The requirement for obtaining authorizations for use or disclosure of protected health information for most marketing activity will make direct third-party marketing more difficult because covered entities may not want to obtain and track such authorizations, or they may obtain too few to make the effort economically worthwhile. However, the final rule permits an alternative arrangement: the covered entity can engage in health-related marketing on behalf of a third party, presumably for a fee. Moreover, the covered entity could retain another party, through a business associate relationship, to conduct the actual health-related marketing, such as mailings or telemarketing, under the covered entity's name. The Department is unable to estimate the cost of these changes because there is no credible data on the extent of current third party marketing practices or the price that third party marketers currently pay for information from covered entities. The effect of the final rule is to change the arrangement of practices to enhance accountability of protected health information by the covered entity and its business associates; however, there is nothing inherently costly in these changes.

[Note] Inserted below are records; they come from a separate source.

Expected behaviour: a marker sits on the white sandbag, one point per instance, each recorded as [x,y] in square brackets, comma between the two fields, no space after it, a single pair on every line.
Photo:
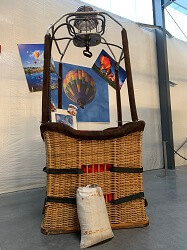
[93,217]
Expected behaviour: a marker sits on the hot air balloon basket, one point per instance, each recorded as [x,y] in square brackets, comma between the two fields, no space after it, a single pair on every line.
[110,158]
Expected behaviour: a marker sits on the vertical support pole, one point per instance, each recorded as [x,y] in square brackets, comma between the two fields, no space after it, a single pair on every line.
[165,157]
[46,100]
[60,86]
[118,97]
[129,76]
[163,79]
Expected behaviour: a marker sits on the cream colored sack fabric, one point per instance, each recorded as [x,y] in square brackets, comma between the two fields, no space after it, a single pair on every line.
[93,217]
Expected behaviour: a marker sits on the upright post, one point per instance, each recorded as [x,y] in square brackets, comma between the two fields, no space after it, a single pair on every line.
[163,79]
[46,100]
[129,76]
[60,86]
[118,96]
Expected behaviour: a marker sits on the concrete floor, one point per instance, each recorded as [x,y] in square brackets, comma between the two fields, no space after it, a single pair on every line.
[20,219]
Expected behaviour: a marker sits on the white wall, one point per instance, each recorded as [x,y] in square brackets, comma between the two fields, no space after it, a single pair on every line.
[177,58]
[22,150]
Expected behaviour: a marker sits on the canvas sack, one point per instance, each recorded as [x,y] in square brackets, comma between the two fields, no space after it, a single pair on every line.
[93,217]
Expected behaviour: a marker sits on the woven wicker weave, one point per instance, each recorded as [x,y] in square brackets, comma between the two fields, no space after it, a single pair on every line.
[64,151]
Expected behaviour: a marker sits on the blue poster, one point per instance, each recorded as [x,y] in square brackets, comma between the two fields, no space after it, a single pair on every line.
[32,57]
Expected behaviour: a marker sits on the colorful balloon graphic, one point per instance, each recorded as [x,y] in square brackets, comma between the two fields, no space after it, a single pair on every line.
[36,54]
[79,87]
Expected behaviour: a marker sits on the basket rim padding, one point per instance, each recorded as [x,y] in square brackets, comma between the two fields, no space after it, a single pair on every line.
[109,133]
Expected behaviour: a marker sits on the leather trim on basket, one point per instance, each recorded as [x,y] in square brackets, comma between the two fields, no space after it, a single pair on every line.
[126,170]
[63,171]
[61,200]
[109,133]
[116,202]
[128,198]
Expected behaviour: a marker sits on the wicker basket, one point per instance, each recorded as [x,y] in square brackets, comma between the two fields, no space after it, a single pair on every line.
[70,151]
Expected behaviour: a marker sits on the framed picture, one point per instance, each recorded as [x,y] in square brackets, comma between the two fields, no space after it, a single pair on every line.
[104,66]
[62,116]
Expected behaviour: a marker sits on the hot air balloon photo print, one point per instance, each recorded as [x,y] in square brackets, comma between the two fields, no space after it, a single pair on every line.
[104,66]
[32,57]
[85,89]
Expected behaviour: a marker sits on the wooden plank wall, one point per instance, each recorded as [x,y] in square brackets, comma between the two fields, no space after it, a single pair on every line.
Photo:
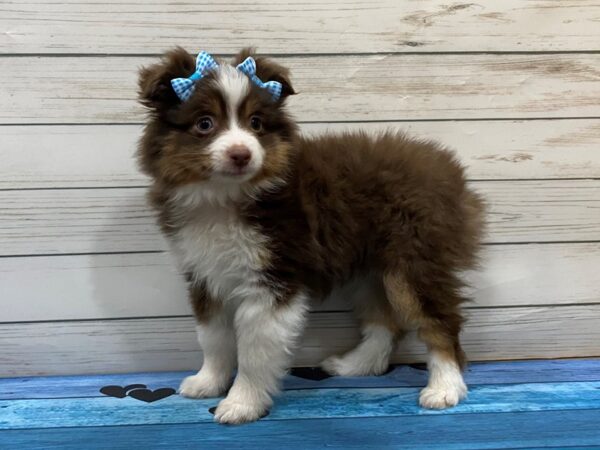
[513,86]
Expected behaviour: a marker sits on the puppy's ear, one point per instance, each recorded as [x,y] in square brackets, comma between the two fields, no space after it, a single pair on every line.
[267,70]
[155,90]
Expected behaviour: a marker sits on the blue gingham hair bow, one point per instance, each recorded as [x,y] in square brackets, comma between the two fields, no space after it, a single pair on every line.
[248,66]
[184,87]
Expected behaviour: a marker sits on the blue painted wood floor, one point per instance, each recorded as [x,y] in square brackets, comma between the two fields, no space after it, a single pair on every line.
[532,404]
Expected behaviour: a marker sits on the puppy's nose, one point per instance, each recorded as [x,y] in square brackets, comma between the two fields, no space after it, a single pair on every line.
[239,155]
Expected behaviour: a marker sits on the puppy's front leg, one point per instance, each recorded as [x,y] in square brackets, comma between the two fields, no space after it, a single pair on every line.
[266,335]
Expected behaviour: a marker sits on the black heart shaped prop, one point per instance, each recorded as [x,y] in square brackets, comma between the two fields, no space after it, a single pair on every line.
[310,373]
[148,396]
[118,391]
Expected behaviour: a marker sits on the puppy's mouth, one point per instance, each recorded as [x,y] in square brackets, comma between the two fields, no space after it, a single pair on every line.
[233,172]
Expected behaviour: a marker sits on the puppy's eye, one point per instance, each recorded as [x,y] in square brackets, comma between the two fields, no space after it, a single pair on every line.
[256,123]
[205,125]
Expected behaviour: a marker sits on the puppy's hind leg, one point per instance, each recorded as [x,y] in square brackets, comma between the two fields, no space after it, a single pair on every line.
[379,332]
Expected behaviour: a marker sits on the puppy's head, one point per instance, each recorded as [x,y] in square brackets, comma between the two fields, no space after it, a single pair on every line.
[229,132]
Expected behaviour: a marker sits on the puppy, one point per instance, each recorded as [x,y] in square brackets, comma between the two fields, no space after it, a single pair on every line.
[262,219]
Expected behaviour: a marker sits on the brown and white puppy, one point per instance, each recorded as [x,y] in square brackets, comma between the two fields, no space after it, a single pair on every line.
[263,219]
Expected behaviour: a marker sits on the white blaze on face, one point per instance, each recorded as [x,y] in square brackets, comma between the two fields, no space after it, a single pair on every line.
[235,86]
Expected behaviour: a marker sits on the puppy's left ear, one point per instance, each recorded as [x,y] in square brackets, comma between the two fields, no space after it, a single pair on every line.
[268,70]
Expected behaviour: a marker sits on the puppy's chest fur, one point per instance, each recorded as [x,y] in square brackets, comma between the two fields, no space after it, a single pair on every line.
[217,248]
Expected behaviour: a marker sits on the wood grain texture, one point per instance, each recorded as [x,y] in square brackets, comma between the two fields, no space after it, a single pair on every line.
[496,372]
[102,155]
[358,88]
[298,404]
[133,345]
[576,429]
[118,220]
[312,26]
[77,287]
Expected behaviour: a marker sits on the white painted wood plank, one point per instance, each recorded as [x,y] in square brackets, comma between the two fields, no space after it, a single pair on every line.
[298,26]
[53,348]
[102,155]
[376,87]
[57,221]
[77,287]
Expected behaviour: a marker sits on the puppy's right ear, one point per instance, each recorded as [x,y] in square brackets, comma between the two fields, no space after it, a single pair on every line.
[155,90]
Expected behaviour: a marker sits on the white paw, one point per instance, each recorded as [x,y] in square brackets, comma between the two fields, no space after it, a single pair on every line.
[202,386]
[235,412]
[442,397]
[349,367]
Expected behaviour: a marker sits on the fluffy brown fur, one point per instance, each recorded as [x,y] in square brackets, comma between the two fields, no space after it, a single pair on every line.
[387,209]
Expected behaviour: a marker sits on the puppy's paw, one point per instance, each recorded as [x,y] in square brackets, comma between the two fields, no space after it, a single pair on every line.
[440,397]
[234,412]
[202,386]
[351,366]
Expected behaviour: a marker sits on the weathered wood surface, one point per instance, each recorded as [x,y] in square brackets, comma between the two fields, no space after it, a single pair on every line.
[87,287]
[358,88]
[102,155]
[77,347]
[299,26]
[118,220]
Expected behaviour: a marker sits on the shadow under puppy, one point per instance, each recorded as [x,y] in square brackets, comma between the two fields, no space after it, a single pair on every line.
[262,219]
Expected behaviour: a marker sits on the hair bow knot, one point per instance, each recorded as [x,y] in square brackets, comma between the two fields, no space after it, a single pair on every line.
[184,87]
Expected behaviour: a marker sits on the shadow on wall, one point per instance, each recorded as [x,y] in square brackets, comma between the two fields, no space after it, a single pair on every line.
[142,294]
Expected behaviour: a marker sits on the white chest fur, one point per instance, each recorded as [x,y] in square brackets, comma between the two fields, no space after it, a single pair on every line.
[216,247]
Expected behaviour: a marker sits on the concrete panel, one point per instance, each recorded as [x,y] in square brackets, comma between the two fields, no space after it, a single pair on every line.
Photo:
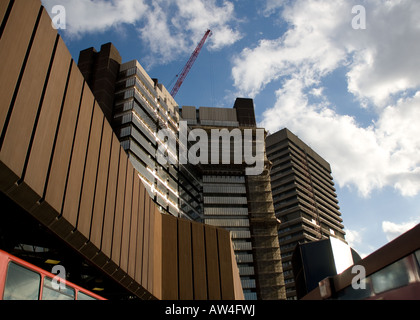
[23,117]
[119,209]
[101,186]
[125,244]
[78,159]
[39,159]
[12,52]
[212,256]
[186,291]
[225,261]
[84,219]
[54,193]
[199,261]
[169,258]
[108,228]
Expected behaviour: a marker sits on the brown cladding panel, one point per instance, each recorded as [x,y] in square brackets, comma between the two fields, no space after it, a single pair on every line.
[13,47]
[140,234]
[133,227]
[125,244]
[212,255]
[169,258]
[19,131]
[3,8]
[119,208]
[150,268]
[186,291]
[62,153]
[199,261]
[225,261]
[101,186]
[157,254]
[108,228]
[78,158]
[146,237]
[89,181]
[41,150]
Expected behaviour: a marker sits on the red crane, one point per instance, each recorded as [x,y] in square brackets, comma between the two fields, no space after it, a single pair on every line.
[189,64]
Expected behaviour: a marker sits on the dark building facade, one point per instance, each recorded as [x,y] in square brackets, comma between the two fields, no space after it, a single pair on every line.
[68,188]
[304,198]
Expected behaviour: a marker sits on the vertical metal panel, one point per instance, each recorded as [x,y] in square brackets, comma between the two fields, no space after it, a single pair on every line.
[169,258]
[133,227]
[54,194]
[146,235]
[125,244]
[140,234]
[213,278]
[157,255]
[14,44]
[102,181]
[226,272]
[78,158]
[119,209]
[3,8]
[186,291]
[116,153]
[199,261]
[41,150]
[150,267]
[89,180]
[18,135]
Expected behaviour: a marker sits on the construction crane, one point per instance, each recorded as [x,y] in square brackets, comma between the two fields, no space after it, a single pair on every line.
[189,64]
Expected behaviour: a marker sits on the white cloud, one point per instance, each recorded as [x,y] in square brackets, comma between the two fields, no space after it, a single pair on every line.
[382,63]
[169,28]
[88,16]
[393,230]
[355,239]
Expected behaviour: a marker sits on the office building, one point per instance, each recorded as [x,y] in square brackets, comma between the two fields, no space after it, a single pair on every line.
[304,197]
[221,195]
[241,203]
[69,193]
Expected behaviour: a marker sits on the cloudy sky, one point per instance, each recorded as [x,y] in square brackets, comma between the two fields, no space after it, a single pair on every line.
[343,75]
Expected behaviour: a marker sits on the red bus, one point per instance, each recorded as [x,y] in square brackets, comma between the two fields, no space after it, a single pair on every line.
[20,280]
[391,273]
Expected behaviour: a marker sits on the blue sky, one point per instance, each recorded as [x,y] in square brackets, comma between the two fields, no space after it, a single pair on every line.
[352,94]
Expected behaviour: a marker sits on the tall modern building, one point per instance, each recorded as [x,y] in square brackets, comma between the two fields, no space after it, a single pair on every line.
[220,195]
[239,202]
[304,198]
[68,191]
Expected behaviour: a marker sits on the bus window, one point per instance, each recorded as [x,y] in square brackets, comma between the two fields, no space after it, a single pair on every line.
[391,277]
[84,296]
[50,293]
[21,283]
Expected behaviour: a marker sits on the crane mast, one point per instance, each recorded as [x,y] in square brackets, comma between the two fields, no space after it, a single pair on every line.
[189,64]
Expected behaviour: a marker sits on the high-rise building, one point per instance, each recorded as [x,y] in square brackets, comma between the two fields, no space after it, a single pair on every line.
[304,198]
[218,194]
[239,202]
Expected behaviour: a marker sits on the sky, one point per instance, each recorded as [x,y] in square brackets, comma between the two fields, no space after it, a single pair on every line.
[342,75]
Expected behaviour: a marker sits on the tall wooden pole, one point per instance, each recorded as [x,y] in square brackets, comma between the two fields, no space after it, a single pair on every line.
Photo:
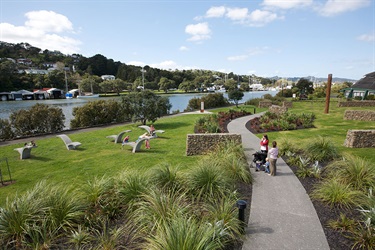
[328,93]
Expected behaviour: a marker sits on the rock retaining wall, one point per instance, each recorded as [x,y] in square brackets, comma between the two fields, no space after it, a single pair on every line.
[356,104]
[277,109]
[360,139]
[359,115]
[267,104]
[197,144]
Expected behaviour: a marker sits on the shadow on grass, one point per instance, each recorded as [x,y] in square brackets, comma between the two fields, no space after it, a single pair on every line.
[172,125]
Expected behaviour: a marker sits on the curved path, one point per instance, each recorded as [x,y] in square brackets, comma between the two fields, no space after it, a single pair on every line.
[282,215]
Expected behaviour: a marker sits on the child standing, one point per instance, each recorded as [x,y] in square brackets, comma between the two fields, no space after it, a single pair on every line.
[267,166]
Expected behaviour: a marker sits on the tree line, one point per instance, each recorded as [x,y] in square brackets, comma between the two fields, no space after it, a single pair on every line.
[84,72]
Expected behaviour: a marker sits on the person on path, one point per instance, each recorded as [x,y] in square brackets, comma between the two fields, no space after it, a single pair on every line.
[273,153]
[264,144]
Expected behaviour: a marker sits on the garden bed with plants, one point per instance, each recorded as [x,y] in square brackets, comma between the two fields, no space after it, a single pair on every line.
[338,186]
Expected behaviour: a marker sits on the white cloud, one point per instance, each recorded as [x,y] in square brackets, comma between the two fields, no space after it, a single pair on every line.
[48,21]
[165,65]
[198,32]
[289,4]
[261,17]
[43,29]
[215,12]
[335,7]
[237,58]
[183,48]
[256,18]
[237,14]
[136,63]
[367,37]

Examples of other circumstances in which authorizations are required under the final rule include disclosure of protected health information to an employer for an employment physical, pre-enrollment underwriting for insurance, or the sharing of protected health insurance information by an insurer with an employer. The Department assumes there is no new cost associated with these requirements because providers have said that obtaining authorization under such circumstances is current practice.
To use or disclose psychotherapy notes for most purposes (including for treatment, payment, or health care operations), a covered entity must obtain specific authorization by the individual that is distinct from any authorization for use and disclosure of other protected health information. This is current practice, so there is no new cost associated with this provision.